Month: May 2019

The Fifth Century: Age of Transformation

Edited by Jan Willem Drijvers and Noel Lenski, The Fifth Century: Age of Transformation. Proceedings of the 12th  Biennial Shifting Frontiers in Late Antiquity Conference, has come out (catalogue Bari: Edipuglia).

The fifth century CE represents a turning point in ancient history. Before 400 the Roman Empire stood largely intact and coherent, a massive and powerful testament to traditions of state power stretching back for the previous 600 years. By 500 the empire had fragmented as state power retreated rapidly and the political and social forces that would usher in the Middle Ages be-came cemented into place. This volume explores this crucial period in the six broad areas of natural science, archaeology and material culture, barbarian and Roman relations, law and power, religious authority, and literary constructions. Assembling the papers of the twelfth biennial Shifting Frontiers in Late Antiquity Conference, The Fifth Century: Age of Transformation offers a comprehensive overview of recent research on this pivotal century in all of its ramifications.
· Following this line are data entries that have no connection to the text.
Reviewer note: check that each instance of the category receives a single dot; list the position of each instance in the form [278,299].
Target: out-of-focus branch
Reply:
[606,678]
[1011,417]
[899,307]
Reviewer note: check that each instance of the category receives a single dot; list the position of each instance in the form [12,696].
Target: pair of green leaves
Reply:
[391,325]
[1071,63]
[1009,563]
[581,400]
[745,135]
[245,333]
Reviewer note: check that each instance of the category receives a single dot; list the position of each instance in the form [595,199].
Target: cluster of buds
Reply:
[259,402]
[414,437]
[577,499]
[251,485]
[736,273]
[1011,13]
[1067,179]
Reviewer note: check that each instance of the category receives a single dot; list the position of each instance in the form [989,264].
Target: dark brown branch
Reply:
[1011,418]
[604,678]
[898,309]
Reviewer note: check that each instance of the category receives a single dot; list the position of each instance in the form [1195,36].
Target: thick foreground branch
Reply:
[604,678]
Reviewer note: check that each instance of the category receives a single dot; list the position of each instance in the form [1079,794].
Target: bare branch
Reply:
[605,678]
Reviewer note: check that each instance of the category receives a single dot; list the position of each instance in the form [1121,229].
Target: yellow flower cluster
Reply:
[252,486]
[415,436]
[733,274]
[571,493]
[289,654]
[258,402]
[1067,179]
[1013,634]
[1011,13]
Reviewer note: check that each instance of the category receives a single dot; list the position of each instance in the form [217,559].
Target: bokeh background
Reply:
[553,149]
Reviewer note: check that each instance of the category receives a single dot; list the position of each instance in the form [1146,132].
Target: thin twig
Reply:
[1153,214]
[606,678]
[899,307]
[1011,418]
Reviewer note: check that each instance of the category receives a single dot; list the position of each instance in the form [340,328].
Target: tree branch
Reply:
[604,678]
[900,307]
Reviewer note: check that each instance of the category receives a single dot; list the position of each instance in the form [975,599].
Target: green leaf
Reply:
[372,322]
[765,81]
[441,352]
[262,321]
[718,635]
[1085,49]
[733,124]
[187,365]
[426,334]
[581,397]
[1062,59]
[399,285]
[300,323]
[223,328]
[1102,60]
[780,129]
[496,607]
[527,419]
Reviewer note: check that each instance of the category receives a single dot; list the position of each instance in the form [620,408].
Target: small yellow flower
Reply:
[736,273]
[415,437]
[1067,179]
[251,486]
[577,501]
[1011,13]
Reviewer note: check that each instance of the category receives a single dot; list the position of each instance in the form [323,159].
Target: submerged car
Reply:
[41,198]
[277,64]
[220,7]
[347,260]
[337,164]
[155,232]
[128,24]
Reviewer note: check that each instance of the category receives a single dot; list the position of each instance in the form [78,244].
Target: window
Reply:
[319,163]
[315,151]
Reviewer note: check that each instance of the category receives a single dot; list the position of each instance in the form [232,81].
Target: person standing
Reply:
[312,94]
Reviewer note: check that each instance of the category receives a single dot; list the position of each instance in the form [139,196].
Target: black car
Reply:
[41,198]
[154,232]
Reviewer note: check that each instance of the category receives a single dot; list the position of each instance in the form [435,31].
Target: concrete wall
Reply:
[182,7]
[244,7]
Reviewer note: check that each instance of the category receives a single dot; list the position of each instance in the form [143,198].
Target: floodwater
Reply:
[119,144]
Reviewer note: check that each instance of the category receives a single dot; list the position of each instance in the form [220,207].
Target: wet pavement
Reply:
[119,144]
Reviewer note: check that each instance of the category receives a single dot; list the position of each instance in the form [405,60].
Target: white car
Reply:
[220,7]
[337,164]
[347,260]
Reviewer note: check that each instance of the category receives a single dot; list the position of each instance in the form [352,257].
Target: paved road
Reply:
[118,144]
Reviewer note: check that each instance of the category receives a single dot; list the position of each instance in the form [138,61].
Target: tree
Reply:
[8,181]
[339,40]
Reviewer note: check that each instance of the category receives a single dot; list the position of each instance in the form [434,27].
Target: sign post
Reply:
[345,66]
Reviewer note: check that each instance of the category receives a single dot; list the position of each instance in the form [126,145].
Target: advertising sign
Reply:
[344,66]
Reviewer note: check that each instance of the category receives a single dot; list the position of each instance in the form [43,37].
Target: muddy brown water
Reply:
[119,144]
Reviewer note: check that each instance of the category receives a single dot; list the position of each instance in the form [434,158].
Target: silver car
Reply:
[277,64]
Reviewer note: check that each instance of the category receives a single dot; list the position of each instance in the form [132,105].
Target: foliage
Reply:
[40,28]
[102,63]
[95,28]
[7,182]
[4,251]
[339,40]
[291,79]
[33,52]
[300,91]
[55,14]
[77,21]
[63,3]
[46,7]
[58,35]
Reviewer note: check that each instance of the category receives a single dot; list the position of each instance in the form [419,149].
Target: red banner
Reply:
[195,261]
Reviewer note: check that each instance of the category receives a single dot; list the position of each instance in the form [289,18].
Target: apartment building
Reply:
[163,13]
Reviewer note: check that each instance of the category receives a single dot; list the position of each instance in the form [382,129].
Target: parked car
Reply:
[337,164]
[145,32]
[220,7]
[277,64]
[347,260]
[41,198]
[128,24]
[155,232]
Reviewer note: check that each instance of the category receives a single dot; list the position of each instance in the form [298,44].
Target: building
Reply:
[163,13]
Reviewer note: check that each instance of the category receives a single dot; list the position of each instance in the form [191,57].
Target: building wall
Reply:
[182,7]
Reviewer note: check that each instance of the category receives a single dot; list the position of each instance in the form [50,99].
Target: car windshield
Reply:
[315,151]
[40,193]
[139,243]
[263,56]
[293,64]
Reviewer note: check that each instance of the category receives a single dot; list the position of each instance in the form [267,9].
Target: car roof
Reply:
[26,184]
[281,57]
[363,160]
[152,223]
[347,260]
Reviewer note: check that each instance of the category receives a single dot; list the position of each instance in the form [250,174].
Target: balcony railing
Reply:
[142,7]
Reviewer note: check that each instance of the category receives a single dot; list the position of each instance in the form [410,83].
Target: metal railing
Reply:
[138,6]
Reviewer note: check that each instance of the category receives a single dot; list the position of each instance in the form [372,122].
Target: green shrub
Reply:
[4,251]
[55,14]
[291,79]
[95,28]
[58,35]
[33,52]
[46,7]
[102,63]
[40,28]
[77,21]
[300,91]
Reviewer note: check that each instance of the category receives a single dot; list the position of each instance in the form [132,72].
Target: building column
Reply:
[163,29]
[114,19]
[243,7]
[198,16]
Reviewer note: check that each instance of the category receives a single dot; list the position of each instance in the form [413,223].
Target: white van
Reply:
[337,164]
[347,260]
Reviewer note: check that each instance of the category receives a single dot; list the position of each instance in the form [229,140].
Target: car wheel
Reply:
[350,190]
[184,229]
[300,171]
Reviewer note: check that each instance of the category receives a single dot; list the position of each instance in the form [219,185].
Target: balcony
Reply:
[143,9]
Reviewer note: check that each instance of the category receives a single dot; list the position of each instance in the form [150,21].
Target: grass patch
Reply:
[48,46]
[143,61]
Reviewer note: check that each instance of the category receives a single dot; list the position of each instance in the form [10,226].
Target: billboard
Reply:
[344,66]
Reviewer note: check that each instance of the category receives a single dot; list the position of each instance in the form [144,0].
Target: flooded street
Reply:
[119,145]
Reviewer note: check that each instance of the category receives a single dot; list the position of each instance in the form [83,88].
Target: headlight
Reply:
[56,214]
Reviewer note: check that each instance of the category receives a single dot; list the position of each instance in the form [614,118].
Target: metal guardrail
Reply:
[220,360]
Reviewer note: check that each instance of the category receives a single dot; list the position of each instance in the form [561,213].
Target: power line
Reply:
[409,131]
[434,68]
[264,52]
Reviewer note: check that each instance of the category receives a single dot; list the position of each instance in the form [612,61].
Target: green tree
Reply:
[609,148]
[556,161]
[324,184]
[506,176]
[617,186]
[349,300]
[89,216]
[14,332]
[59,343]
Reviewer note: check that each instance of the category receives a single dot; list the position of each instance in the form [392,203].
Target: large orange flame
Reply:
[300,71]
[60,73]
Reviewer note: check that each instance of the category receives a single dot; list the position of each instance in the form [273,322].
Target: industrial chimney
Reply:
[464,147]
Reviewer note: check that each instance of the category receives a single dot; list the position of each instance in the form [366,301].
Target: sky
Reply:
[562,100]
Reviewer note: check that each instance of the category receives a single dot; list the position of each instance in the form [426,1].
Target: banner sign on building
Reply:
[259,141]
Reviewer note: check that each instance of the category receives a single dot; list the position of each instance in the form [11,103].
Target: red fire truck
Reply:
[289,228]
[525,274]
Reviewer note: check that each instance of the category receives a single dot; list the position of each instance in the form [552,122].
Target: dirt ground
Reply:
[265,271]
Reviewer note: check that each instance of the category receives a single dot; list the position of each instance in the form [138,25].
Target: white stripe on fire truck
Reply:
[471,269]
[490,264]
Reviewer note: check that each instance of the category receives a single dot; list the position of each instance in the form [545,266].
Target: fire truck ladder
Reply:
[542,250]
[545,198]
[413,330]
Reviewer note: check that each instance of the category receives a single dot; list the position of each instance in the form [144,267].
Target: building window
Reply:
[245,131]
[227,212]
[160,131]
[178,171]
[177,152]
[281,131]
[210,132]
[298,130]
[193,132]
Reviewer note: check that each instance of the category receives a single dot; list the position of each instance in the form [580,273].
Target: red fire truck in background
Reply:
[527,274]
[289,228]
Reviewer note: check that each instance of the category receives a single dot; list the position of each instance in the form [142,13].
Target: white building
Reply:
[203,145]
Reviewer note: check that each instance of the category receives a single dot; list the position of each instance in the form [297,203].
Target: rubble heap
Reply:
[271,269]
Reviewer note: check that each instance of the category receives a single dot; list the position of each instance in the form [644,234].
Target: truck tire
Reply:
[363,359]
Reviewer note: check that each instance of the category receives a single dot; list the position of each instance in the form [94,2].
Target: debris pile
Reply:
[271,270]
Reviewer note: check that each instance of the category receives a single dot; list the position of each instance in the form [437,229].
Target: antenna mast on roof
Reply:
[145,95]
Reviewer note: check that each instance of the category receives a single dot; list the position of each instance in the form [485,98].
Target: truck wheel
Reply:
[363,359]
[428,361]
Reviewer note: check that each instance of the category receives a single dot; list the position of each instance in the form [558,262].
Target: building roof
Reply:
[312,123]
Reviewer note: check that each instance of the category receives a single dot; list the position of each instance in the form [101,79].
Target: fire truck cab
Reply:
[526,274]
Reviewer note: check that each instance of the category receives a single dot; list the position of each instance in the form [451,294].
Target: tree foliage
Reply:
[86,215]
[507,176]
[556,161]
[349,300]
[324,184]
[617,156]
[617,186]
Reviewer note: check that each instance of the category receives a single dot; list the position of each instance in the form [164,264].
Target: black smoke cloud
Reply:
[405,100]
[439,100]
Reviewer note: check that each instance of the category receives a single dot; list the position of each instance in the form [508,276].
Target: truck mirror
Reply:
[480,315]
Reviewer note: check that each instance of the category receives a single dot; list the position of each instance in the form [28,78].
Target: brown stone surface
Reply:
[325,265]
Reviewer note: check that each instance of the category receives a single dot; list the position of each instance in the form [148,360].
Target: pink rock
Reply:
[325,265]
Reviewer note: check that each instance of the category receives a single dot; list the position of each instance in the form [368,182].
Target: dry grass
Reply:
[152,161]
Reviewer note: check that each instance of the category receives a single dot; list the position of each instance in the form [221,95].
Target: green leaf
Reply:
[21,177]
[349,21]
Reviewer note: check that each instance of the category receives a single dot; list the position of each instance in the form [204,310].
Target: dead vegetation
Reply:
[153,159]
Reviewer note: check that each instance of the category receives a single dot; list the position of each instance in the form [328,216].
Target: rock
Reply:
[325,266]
Featuring, among other pieces: Veronika Egetenmeyer, ‘”Barbarians” Transformed: The Construction of Identity in the Epistles of Sidonius Apollinaris’ (mentioned on Academia), and Ralph Mathisen, The End of the Western Roman Empire in the Fifth Century CE: Barbarian  Auxiliaries, Independent Military Contractors, and Civil Wars’ (download from Academia).

Habilitation Margot Neger

Margot Neger has made her Habilitationskolloquium at the University of Salzburg on 3 May 2019. Its title was: ‘Spätantike Nachrufe auf Literaten: Die Gedichte des Sidonius Apollinaris auf Claudianus Mamertus und den Rhetor Lampridius (Epist. 4,11,6 und 8,11,3)’. Her Habilitationsschrift is ‘Epistolare Narrationen. Studien zur Erzähltechnik des jüngeren Plinius’.

In Defence of Arvandus

Buongiorno, Pierangelo, ‘Ex vetere senatusconsulto Tiberiano. Nota in margine a Sid. ep. 1.7.12′, in Emmanuelle Chevreau et al. (eds), Liber amicorum. Mélanges en l’honneur de Jean-Pierre Coriat, Paris, 2019, 65-72.
| Academia

By ascribing to Tiberius a law that was only promulgated much later by Theodosius, conceding a longer lease of life to people on death row, Sidonius plausibly wanted to lend greater authority to this law in favour of Arvandus.